B.     Kaum muslimin hijrah ke Habsyi


Habsyi (habasyah) disebut juga Abbesinia adalah negeri yang terletak di Afrika timur. Sekarang negeri itu bernama Ethiopia. Raja Habsyi saat itu bernama Negus atau Najasi. Raja Negus adalah raja yang beragama Nasrani (Kristen). Sebagian besar penduduk Habsyi saat itu juga memeluk agama nasrani.


Pada bulan rajab tahun ke 5 kenabian, berangkatlah rombongan kaum muslimin ke Habsyi. Mereka membawa harapan yang besar bahwa di Habsyi akan terlindung dari penderitaan yang disebabkan oleh kekejaman kaum kafir Quraisy. Rasulullah saw berpesan agar kaum muslimin tinggal di Habsyi sampai Allah swt memberi jalan keluar dari penderitaan yang menimpa kaum muslimin.


Kaum muslimin berangkat ke Habsyi terbagi menjadi dua rombongan. Pada pemberangkatan pertama jumlah kaum muslimin yang hijrah sebanyak 24 orang yang terdiri dari 20 laki-laki dan 4 wanita. Kemudian bertambah lagi pada pemberangkatan kedua berjumlah 102 orang, terdiri dari 83 laki-laki dan 19 wanita, ditambah dengan beberapa orang anak-anak. Meraka yang hijrah itu adalah kaum muslimin dari kaum Quraisy. Diantara mereka terdapat para sahabat terkemuka antara lain Utsman bin Affan bersama istrinya yakni Ruqayah binti Rasulullah saw, Zubair bin al-‘Awwam, Abdurrahman bin ‘Auf, Ja’far bin Abu Thalib bersama istrinya Asma’ binti Umais, dan ‘Amr bin Sa’id bin Al-‘Ash bin Umayah bersama saudaranya yakni Khalid bin Sa’id.


Kedatangan kaum muslimin diterima dengan baik oleh raja Negus dan keselamatan mereka dilindungi, sehingga mereka merasa hidup dengan aman. Berbeda dengan di Mekah, di Habsyi kaum muslimin diperlakukan dengan baik. Penduduknya ramah-ramah dan rajanya benar-benar melindungi mereka. Mereka pun bebas menjalankan ibadah sesuai dengan ajaran agama islam tanpa harus ketakutan disiksa dan dianiaya.

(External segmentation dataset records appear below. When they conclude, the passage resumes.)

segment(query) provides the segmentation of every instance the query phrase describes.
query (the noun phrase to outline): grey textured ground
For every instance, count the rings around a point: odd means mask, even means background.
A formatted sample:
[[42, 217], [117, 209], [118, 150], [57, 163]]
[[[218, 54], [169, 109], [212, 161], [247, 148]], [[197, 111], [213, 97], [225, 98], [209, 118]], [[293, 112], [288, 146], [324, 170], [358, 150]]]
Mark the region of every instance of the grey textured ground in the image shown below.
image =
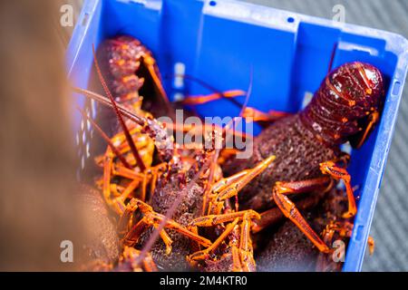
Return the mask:
[[[345, 22], [394, 32], [408, 38], [408, 0], [246, 0], [306, 14], [332, 18], [343, 5]], [[375, 253], [366, 255], [364, 271], [408, 271], [408, 86], [371, 227]]]

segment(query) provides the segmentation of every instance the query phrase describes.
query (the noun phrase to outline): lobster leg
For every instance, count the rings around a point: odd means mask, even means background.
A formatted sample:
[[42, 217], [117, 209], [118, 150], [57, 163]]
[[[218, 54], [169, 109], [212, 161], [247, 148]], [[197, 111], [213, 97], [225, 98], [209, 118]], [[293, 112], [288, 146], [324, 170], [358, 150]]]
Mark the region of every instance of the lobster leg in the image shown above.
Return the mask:
[[365, 126], [364, 130], [361, 134], [358, 134], [358, 138], [355, 140], [353, 140], [350, 141], [354, 148], [358, 149], [364, 144], [379, 120], [380, 113], [378, 111], [374, 111], [368, 116], [368, 124]]
[[291, 115], [288, 112], [280, 111], [261, 111], [252, 107], [247, 107], [242, 113], [244, 118], [251, 118], [253, 121], [274, 122], [279, 119]]
[[319, 236], [310, 227], [305, 218], [287, 197], [287, 194], [303, 193], [310, 191], [313, 187], [323, 187], [322, 181], [314, 182], [310, 180], [294, 181], [294, 182], [276, 182], [272, 189], [272, 197], [277, 207], [282, 210], [284, 215], [289, 218], [296, 227], [310, 239], [310, 241], [324, 253], [329, 253], [330, 248], [319, 237]]
[[169, 110], [170, 110], [171, 105], [170, 105], [170, 102], [167, 96], [167, 93], [164, 91], [163, 85], [161, 83], [160, 76], [158, 73], [158, 69], [157, 69], [155, 59], [152, 56], [149, 55], [148, 53], [144, 53], [141, 56], [141, 58], [143, 60], [142, 61], [143, 64], [148, 69], [149, 74], [151, 75], [151, 79], [153, 80], [154, 85], [156, 86], [157, 90], [159, 91], [162, 101], [164, 102], [167, 108]]
[[[129, 262], [133, 269], [133, 271], [140, 270], [139, 265], [136, 264], [137, 257], [139, 256], [141, 251], [135, 249], [131, 246], [124, 246], [122, 262]], [[150, 254], [146, 255], [143, 259], [143, 268], [146, 272], [157, 272], [157, 266], [153, 262], [151, 256]]]
[[[332, 181], [329, 179], [329, 181]], [[330, 182], [328, 183], [330, 184]], [[329, 185], [327, 188], [331, 188]], [[318, 192], [318, 191], [317, 191]], [[296, 208], [300, 210], [305, 210], [307, 208], [311, 208], [317, 205], [319, 200], [321, 199], [322, 196], [325, 193], [325, 191], [318, 192], [316, 194], [310, 195], [306, 197], [306, 198], [300, 199], [296, 202]], [[279, 208], [269, 208], [260, 214], [261, 218], [254, 223], [252, 226], [252, 232], [257, 233], [264, 228], [276, 224], [279, 220], [285, 218], [284, 214], [280, 210]]]
[[[131, 217], [131, 215], [130, 215], [130, 213], [134, 212], [138, 208], [143, 213], [144, 217], [136, 225], [137, 226], [136, 228], [133, 227], [131, 231], [128, 232], [127, 237], [138, 237], [138, 236], [134, 235], [133, 232], [139, 231], [140, 227], [142, 227], [143, 224], [148, 225], [148, 226], [152, 226], [157, 228], [159, 227], [160, 223], [162, 222], [166, 218], [163, 215], [160, 215], [160, 214], [153, 211], [153, 208], [151, 206], [149, 206], [148, 204], [144, 203], [143, 201], [141, 201], [138, 198], [132, 198], [128, 203], [125, 214], [123, 214], [123, 218], [125, 219], [129, 220], [129, 218]], [[121, 219], [121, 221], [120, 221], [121, 225], [125, 225], [126, 223], [127, 223], [126, 220]], [[184, 235], [184, 236], [197, 241], [198, 243], [199, 243], [200, 245], [202, 245], [204, 246], [209, 246], [211, 245], [211, 242], [209, 239], [191, 232], [187, 227], [180, 225], [178, 222], [176, 222], [172, 219], [166, 220], [165, 227], [170, 228], [170, 229], [174, 229], [175, 231], [179, 232], [180, 234]], [[169, 246], [171, 244], [171, 239], [165, 232], [163, 233], [162, 231], [160, 231], [160, 237], [163, 239], [163, 242], [166, 244], [167, 249], [169, 250]], [[131, 240], [131, 239], [125, 238], [125, 240]]]
[[247, 184], [262, 173], [275, 160], [275, 155], [269, 156], [259, 162], [252, 169], [238, 172], [232, 177], [221, 179], [213, 186], [214, 198], [212, 205], [215, 206], [216, 213], [219, 213], [220, 205], [223, 201], [238, 195]]
[[226, 238], [232, 232], [235, 226], [239, 221], [239, 218], [235, 218], [232, 223], [229, 223], [225, 230], [222, 232], [221, 235], [214, 241], [214, 243], [211, 244], [209, 247], [207, 247], [204, 250], [196, 252], [191, 254], [187, 257], [189, 261], [197, 261], [197, 260], [202, 260], [209, 256], [210, 253], [212, 253]]
[[343, 218], [349, 218], [355, 216], [357, 213], [357, 207], [355, 206], [355, 198], [351, 186], [351, 177], [347, 170], [338, 167], [334, 161], [320, 163], [320, 169], [324, 174], [328, 174], [335, 179], [342, 179], [345, 182], [348, 199], [348, 211], [343, 215]]
[[257, 219], [260, 218], [260, 216], [257, 212], [252, 209], [248, 209], [227, 213], [223, 215], [209, 215], [199, 217], [193, 219], [190, 224], [196, 227], [212, 227], [225, 222], [235, 220], [236, 218], [238, 218], [238, 220], [242, 220], [244, 218], [244, 216], [249, 217], [250, 218], [257, 218]]
[[239, 236], [239, 253], [242, 268], [245, 272], [255, 269], [254, 253], [250, 237], [251, 217], [247, 212], [244, 214], [241, 224], [241, 234]]
[[245, 96], [246, 93], [246, 92], [241, 90], [230, 90], [223, 92], [214, 92], [208, 95], [188, 96], [183, 101], [181, 101], [181, 103], [184, 105], [199, 105], [222, 98], [235, 98], [238, 96]]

Ketika kaum kafir Quraisy mengetahui bahwa kaum muslimin dan para sahabat Rasulullah saw telah hijrah ke Habsyi, mereka sangat marah. Terlebih setelah mereka mengetahui bahwa kaum muslimin dalam keadaan aman dan tenteram berada di negeri itu. Mereka tidak rela melihat kebahagian kaum muslimin tersebut. Maka mereka pun bermusyawarah dan sepakat untuk mengutus dua orang Quraisy yang paling cakap dan kuat agar berangkat menemui raja Negus untuk meminta agar kaum muslimin diusir dari Habsyi. Utusan kaum kafir Quraisy tersebut adalah Abdullah bin Abu Rabi’ah dan ‘Amru bin Al-‘Ash. Berangkatlah kedua utusan itu dengan membawa hadiah untuk raja Negus. Sesampainya di Habsyi kedua utusan itu menemui dan menghasut raja Negus. Utusan itu mengatakan bahwa mereka yang meminta perlindungan itu adalah pembawa agama baru dan ajarannya menentang agama nenek moyang kaum Quraisy. Mereka pun meminta kepada raja Negus agar mengusir kaum muslimin dari Habsyi dan mengembalikannya ke Mekah.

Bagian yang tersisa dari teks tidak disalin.